Fancy a job where you can work almost anywhere in the world?

A job where your clients could range from Presidents to shopkeepers.

A job where the starting salary can be as much as $60,000 a year with other benefits, like an apartment thrown in.

Forget investment banking - and consider becoming a nurse.

In demand

Staffing crises are a familiar scenario on hospital wards all over the world.

"The more health care supply you put in, the more the demand grows"

Justin Jewitt, Nestor Healthcare Group

Justin Jewitt is chief executive of Nestor Healthcare Group, one of a growing number of agencies flying tens of thousand of nurses across continents and oceans to satisfy what seems to be an insatiable demand.

"We could actually place every single... individual involved in healthcare, probably two or three times over," he said.
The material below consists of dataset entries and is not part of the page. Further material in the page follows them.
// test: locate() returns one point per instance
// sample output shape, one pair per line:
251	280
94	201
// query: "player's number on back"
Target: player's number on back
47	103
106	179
"The reality is we need more people in training now to become qualified nurses across the whole world to meet the population ageing bomb that's really about to hit us in about ten to fifteen years."

Attractions

For the agencies, it can be a lucrative business, with rates of commission running at anything from 9% to 22% of a nurse's annual salary.

But that's paid by the hospital. And for a nurse from the developing world, working in a city like London can be a tempting prospect.

"I've got two kids. I want to give my kids English education...until my kids are grown up I will be here, then I'll go back to my dreamland India," one nurse working in London said.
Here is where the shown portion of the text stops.